Sunday, April 20, 2014


Mmmmm.... eggs......

Well, Easter is just about over here in Tokyo. We had an eventful weekend filled with celebrations of spring, and I tried to do as many "normal" Easter activities as possible. Easter is not a thing at all here in Japan, most people are not really even aware of what it is, so finding traces of the holiday proved to be quite difficult. The only conspicuous sign of the holiday is the marketing for Tokyo Disneyland's Easter Celebration, which goes through June. I should also make note that we are not a religious family, so our celebration of Easter is one of celebrating the coming of spring, more in line with the original pagan holiday than the Christian one. 

One activity we did was to dye eggs.
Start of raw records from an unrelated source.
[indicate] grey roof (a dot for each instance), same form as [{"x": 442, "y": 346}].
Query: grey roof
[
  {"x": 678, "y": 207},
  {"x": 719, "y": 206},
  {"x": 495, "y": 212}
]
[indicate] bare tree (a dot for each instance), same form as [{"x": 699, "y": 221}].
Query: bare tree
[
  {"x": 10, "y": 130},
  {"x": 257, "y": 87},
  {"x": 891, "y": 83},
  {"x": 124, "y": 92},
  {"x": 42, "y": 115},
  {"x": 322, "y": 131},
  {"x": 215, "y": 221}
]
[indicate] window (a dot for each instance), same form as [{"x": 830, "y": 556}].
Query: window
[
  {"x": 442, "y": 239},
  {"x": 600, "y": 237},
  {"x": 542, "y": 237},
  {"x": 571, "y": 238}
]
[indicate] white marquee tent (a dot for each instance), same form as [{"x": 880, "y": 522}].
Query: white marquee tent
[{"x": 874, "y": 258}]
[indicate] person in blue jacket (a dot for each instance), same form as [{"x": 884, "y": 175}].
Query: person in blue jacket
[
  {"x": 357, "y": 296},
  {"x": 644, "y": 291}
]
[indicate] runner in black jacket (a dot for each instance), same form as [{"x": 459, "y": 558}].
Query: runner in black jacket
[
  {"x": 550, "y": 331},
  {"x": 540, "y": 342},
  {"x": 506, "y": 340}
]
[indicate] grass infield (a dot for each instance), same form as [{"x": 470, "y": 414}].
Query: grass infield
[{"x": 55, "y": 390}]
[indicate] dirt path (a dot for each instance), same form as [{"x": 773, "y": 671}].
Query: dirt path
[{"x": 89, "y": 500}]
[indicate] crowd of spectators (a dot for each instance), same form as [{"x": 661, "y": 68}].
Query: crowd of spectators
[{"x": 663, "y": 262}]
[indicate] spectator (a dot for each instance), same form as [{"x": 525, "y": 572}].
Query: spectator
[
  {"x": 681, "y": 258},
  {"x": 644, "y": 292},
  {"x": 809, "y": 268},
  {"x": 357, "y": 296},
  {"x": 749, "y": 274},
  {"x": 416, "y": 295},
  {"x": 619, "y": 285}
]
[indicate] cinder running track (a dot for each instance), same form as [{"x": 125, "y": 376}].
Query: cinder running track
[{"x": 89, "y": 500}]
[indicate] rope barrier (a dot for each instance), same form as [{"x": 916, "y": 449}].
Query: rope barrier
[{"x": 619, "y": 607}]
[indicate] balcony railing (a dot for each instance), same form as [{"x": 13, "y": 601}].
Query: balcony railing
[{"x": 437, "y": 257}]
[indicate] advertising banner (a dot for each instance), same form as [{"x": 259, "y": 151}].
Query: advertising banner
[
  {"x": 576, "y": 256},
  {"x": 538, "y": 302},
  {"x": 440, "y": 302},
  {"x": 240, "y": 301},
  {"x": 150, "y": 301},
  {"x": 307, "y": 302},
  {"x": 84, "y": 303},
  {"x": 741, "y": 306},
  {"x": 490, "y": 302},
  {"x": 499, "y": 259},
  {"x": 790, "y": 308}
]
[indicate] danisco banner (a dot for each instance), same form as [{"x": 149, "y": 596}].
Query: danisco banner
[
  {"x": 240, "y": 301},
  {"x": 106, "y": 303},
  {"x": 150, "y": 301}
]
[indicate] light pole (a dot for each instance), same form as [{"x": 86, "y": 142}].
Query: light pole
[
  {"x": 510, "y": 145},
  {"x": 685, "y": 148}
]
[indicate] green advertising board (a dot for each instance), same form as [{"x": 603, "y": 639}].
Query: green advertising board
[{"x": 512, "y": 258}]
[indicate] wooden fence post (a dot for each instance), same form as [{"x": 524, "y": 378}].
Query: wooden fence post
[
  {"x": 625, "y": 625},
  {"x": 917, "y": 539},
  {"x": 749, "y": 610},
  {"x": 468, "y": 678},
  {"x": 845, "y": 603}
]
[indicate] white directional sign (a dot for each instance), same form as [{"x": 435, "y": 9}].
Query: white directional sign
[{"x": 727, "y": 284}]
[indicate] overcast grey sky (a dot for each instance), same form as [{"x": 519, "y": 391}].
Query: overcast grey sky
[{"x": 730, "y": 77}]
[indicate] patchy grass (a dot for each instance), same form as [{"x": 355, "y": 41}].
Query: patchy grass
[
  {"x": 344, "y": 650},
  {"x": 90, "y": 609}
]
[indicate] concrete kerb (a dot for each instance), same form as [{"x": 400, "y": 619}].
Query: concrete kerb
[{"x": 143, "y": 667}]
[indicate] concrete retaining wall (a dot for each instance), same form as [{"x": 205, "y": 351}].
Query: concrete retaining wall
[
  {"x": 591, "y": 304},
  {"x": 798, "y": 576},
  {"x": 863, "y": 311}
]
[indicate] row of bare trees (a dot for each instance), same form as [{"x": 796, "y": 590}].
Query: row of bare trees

As I love hard boiled eggs, this is a fun and productive activity for me. Without access to any type of dye kits, and in keeping with a natural lifestyle, we made our own natural dyes. This was a step trickier than it would be in the U.S., as certain commonly used natural dyestuffs, such as red cabbage, are not easily found here. I went with three colors that we could simply create from our local market- blue/purple from vegetable juice, gold from turmeric, and light green from spinach.
Boiling spinach and turmeric.
So much excitement!
Waiting, waiting.
The finished product.

Our eggs turned out pretty well- the turmeric and juice dyes worked the best, and I might try red wine next year, as well as red cabbage and perhaps beets. 

Little man also received presents from the Easter bunny on Easter morning. This was the true challenge of the day, finding Easter candy. On Friday I went to Tokyo Station on my way home from the archives to hunt for Easter foodstuffs. I thought this would be a simple task- Tokyo Station has two giant floors devoted to food and confections- but it turned out to be a bit harder than I anticipated. In almost an hour of shopping I found four things amongst the tens of thousands of square feet of food- bunny cookies (500 Yen, bought), Easter decorated hard candy (500 Yen, skipped), a chocolatier offering 800 Yen bunnies and 1200 Yen chocolate eggs with additional candies inside (bought), and another chocolatier offering 2000 Yen bunnies and 6000 Yen chocolate eggs (this is $20 and $60 respectively, perhaps obviously, skipped). I also picked up a box of pastel pink and blue Skytree chocolates, and was fortunate to receive some imported chocolate chicks from a friend. I splurged a bit more and bought some train candies, a train t-shirt, and a new toy train, which of course were the favorites this morning. No plastic eggs and grass, and no baskets this year, but we were still able to make a go of it. It was also great fun to have Joe on Skype as little dude searched our apartment for his bounty.

The rest of our day was pretty normal, though I did take us out to dinner at Hard Rock Cafe in Ueno to have the most Western style food possible, and we watched It's the Easter Beagle Charlie Brown, which was the perfect way to end the day.

No matter your beliefs, I hope that you have a lovely holiday, and are able to celebrate the coming of spring in some form. Happy Easter!